According to data released by the U.S. Census on September 10, real median household income in the United States fell by 3.6% between 2007 and 2008, the largest single-year decline in the last 40 years. This dramatic decline from, $52,163 to $50,303, completely erased the limited gains made in the previous decade. Hispanic households saw a 5.6% drop in median family income, the steepest decline among the racial and ethnic groups detailed in the report.
Much of the impact of this decline was felt at the bottom of the income distribution, among the poorest households. Between 2007 and 2008, the income of the poorest 10% of households declined by 3.7% while the richest 10% saw a decline of 2.1%. As a result, the nation’s official poverty rate in 2008 rose to 13.2% from 12.5% in 2007. This represents a 6.9% increase in the number of people in poverty. The number of people in deep poverty, defined as residing in households earning less than half of the poverty threshold, rose even more quickly, by 7.7%. This represents an increase of 1.2 million people in deep poverty to more than 17 million, nearly half of the 39.8 million people in poverty in 2008. The poverty rate for children under 18 years old rose to 19%, up from 18% in 2007.
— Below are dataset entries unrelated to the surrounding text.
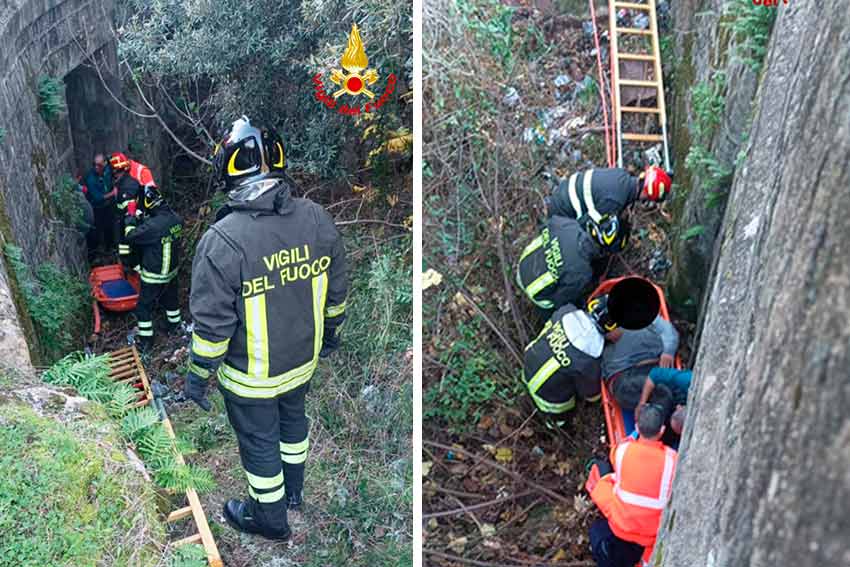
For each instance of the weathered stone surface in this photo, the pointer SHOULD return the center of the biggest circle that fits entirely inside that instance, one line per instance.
(40, 38)
(701, 47)
(764, 477)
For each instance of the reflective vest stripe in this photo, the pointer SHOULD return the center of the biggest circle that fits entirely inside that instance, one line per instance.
(243, 385)
(642, 500)
(264, 482)
(166, 258)
(257, 330)
(574, 200)
(533, 245)
(543, 373)
(266, 497)
(150, 277)
(552, 407)
(320, 292)
(588, 197)
(208, 349)
(335, 310)
(540, 284)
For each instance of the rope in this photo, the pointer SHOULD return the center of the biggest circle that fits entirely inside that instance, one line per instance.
(609, 134)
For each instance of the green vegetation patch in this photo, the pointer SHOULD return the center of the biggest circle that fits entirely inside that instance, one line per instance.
(68, 498)
(57, 302)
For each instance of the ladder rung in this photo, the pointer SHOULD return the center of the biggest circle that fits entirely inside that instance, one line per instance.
(631, 6)
(643, 137)
(634, 31)
(636, 83)
(186, 540)
(636, 56)
(179, 514)
(646, 109)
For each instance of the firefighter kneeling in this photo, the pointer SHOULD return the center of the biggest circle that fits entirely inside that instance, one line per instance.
(268, 296)
(153, 229)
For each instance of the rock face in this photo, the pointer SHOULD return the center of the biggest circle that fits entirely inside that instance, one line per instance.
(701, 47)
(764, 476)
(42, 38)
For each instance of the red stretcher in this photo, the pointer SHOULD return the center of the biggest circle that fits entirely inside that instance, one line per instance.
(620, 424)
(114, 290)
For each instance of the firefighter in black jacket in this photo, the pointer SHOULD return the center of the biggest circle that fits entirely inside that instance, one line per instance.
(156, 237)
(597, 193)
(128, 191)
(268, 295)
(556, 267)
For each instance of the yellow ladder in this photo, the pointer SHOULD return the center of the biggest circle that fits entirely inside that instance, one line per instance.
(126, 368)
(653, 58)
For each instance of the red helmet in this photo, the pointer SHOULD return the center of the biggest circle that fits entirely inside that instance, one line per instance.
(656, 184)
(119, 162)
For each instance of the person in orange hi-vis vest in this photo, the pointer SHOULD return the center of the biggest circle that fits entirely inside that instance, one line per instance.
(632, 495)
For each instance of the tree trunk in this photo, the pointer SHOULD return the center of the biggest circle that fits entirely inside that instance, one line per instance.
(764, 475)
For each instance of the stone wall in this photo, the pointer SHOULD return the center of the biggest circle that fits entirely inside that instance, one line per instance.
(40, 38)
(764, 472)
(701, 46)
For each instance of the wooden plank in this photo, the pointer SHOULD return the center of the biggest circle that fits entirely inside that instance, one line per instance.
(179, 514)
(636, 83)
(194, 538)
(642, 137)
(643, 109)
(634, 31)
(638, 57)
(631, 6)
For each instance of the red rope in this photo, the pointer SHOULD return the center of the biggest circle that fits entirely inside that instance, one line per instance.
(609, 133)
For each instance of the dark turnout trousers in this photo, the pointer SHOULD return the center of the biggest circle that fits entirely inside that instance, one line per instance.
(273, 443)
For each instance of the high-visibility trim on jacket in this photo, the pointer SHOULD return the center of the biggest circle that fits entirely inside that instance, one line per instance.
(595, 193)
(633, 497)
(208, 349)
(555, 268)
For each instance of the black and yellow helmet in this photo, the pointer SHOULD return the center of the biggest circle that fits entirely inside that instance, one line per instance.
(248, 154)
(597, 308)
(149, 199)
(610, 232)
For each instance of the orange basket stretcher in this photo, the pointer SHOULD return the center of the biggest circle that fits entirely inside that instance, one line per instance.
(113, 289)
(620, 424)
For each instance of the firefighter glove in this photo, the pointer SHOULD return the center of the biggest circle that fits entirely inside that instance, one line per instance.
(330, 342)
(195, 389)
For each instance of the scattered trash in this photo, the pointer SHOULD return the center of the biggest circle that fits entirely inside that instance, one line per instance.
(511, 98)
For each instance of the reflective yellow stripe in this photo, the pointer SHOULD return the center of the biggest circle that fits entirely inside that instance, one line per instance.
(295, 447)
(268, 497)
(551, 407)
(247, 387)
(264, 482)
(588, 197)
(574, 200)
(539, 284)
(543, 373)
(208, 349)
(294, 459)
(320, 292)
(534, 245)
(335, 310)
(257, 331)
(166, 258)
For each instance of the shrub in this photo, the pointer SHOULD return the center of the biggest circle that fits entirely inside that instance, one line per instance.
(51, 98)
(57, 302)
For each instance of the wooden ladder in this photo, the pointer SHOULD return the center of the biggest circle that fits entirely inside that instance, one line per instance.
(126, 367)
(653, 58)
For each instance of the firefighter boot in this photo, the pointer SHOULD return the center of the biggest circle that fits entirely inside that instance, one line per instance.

The report also provides data on health insurance, finding that the percentage of people without health insurance in 2008 was not statistically different from 2007, though there was a statistical decline in private insurance and an uptick in government provided insurance. The percentage of people covered by private health insurance was 66.7%, down from 67.5% percent in 2007 while the percentage of people covered by government health insurance programs increased to 29% from 27.8 %.
The report, Income, Poverty, and Health Insurance Coverage in the United States: 2008 can be found at www.census.gov/prod/2009pubs/p60-236.pdf.
A variety of resources including state-by-state estimates (Table POV46) can be found here www.census.gov/hhes/www/cpstables/032009/pov/toc.htm.